Ryan. La verità

338 31 3
                                    

Lunedì 16 luglio

Svegliarmi accanto a lei fu come continuare il meraviglioso sogno che aveva addolcito quella notte.

Veronika dormiva profondamente, le labbra socchiuse che sfioravano il mio petto, una gamba gettata di traverso sopra le mie in un groviglio di carne e lenzuola.

Contemplando il suo viso rilassato e in pace, del tutto dimentico della crisi che l’aveva colta quella notte, sentii il cuore allargarsi e non potei fare a meno di circondarla col braccio e tirarla di più verso di me, anche a costo di svegliarla. La tenni stretta, godendomi il profumo dei suoi capelli, con gli occhi chiusi.

Se un Dio esisteva da qualche parte, avrebbe dovuto concedermi di congelare quell’istante così perfetto.

L’avevo ritrovata proprio quando pensavo di averla perduta, proprio quando le labbra di Kaylee avevano cercato di ricordarmi che Veronika non era la sola al mondo.

Ma l’intento di Kaylee era stato proprio l’opposto. Me l’aveva riportata. Forse poteva essere pessima nelle sue relazioni, ma era un’amica leale e avrei dovuto ringraziarla prima che Veronika le facesse la pelle.

La ragazza si mosse al mio fianco e io la strinsi di più. Lei si lamentò, mugugnando: «Mi soffochi…»

«Ti farò un funerale stupendo.»

Veronika sbadigliò sorridendo e schiuse gli occhi. «Buongiorno.»
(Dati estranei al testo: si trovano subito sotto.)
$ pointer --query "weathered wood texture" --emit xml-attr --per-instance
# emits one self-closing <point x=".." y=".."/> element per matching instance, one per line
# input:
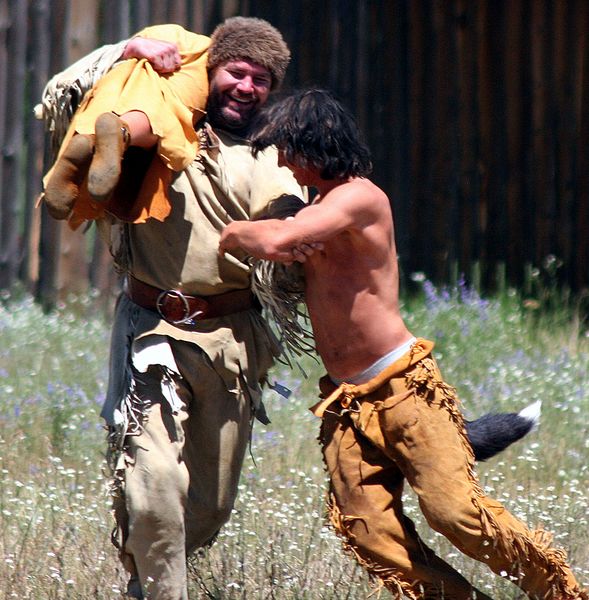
<point x="477" y="113"/>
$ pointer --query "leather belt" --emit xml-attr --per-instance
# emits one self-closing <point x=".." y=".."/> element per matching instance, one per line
<point x="185" y="311"/>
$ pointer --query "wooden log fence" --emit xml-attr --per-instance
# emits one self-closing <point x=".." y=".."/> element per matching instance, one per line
<point x="476" y="111"/>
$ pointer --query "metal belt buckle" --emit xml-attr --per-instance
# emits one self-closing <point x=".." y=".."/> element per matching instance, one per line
<point x="187" y="318"/>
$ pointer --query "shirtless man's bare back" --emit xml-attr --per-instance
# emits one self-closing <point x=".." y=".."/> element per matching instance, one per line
<point x="355" y="271"/>
<point x="397" y="420"/>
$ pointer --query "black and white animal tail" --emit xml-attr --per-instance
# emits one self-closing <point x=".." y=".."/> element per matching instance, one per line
<point x="493" y="432"/>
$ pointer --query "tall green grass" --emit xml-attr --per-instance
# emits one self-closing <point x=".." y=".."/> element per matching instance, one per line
<point x="501" y="353"/>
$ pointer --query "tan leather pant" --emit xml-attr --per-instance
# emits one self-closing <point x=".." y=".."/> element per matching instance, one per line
<point x="177" y="480"/>
<point x="405" y="425"/>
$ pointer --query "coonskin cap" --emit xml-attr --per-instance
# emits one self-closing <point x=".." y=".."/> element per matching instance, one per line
<point x="250" y="38"/>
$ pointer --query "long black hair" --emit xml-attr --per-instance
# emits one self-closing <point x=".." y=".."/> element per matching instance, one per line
<point x="314" y="129"/>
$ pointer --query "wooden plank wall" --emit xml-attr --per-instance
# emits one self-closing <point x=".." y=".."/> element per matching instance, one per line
<point x="476" y="112"/>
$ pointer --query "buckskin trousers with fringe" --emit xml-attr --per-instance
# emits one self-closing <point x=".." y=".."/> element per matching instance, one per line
<point x="405" y="424"/>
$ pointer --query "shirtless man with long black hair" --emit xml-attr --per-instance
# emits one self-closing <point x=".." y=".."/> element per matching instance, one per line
<point x="387" y="414"/>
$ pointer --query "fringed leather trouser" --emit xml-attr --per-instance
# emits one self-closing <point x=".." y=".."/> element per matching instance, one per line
<point x="405" y="424"/>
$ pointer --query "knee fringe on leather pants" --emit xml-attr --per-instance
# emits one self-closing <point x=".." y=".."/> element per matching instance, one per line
<point x="405" y="424"/>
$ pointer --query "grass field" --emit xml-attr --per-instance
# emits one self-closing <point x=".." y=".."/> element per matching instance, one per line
<point x="501" y="353"/>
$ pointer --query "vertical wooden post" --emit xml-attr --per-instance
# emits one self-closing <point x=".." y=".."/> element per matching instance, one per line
<point x="38" y="73"/>
<point x="12" y="149"/>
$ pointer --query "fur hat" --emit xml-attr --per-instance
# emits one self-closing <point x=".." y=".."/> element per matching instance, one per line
<point x="252" y="39"/>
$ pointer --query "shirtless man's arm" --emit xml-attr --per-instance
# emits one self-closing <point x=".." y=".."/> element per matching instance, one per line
<point x="352" y="205"/>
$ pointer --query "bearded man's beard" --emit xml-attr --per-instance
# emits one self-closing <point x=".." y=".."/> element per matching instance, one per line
<point x="219" y="116"/>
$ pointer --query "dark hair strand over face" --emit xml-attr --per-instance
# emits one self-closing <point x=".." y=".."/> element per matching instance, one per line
<point x="314" y="130"/>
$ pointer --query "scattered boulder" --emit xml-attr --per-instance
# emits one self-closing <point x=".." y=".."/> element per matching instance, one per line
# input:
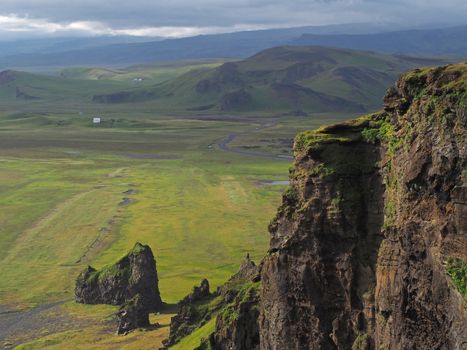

Io non le risposi, preferendo premere le mie labbra sulle sue. Quello era il mio buongiorno. Lei lo era.

Sunny era partita quella mattina presto, lasciandomi solo un biglietto.

“Vado da papà. Ti chiamo appena arrivo. Sono contenta che V sia tornata” e aveva aggiunto anche una faccina sorridente.

Io e “V” passammo una giornata tranquilla, casalinga, come una giovane coppia di sposi. Veronika preparò il pranzo – cotolette bruciate e insalata scondita perché nessuno aveva provveduto a fare la spesa – poi ci rilassammo sul divano come se non avessimo un solo pensiero al mondo.

Sunny chiamò per informarci che il volo in Irlanda era andato bene, che le condizioni di nostro padre erano stabili ma i dottori non avevano speranze che uscisse dal coma. La mamma era distrutta dal dolore e Sunny si sarebbe fermata almeno fino al prossimo weekend. Le dissi che non c’erano problemi e che abbracciasse la mamma da parte mia.

Poco prima di salutarmi, Sunny aggiunse: «Potresti ricevere visite oggi. Marie è in città, ha saputo che ci siamo trasferiti qui e voleva passare a fare un saluto.»

Marie. Non la vedevo dal funerale di Kate e Zoey. Era stata una mia collega di lavoro, una modella bellissima, grintosa e simpatica che aveva rubato il cuore di molti all’epoca. Il mondo della moda si era vestito a lutto quando aveva deciso di appendere le Loboutin al chiodo e di cambiare vita. Non aveva mai spiegato il motivo, trincerandosi dietro un generico: “la bellezza non dura per sempre.”

Avevamo mantenuto i contatti. Lei e Kate erano amiche inseparabili, ero quasi geloso del loro rapporto. Erano tanto intime, non avevano problemi a farsi la doccia insieme o ad entrare nello stesso camerino quando andavano a fare shopping. Ogni volta che uscivo con loro la gente pensava fossi l’amico gay di due lesbiche.

Con la morte di Kate era venuta meno l’unica cosa che ci legava. Non l’avevo biasimata quando era scomparsa nel nulla. Io stesso dopo l’incidente mi ero chiuso in me stesso, escludendo il mondo.

«Comportati bene» si raccomandò mia sorella prima di riattaccare.

Poco prima che Marie suonasse al campanello, Veronika andò a farsi la doccia. Andai quindi io ad aprire la porta e mi trovai davanti forse la ragazza più bella del mondo. Gli anni non avevano scalfito minimamente il suo fascino; conservava la stessa aria da eterna ragazzina, lo stesso fisico flessuoso e atletico slanciato da scarpe altissime e shorts attillati.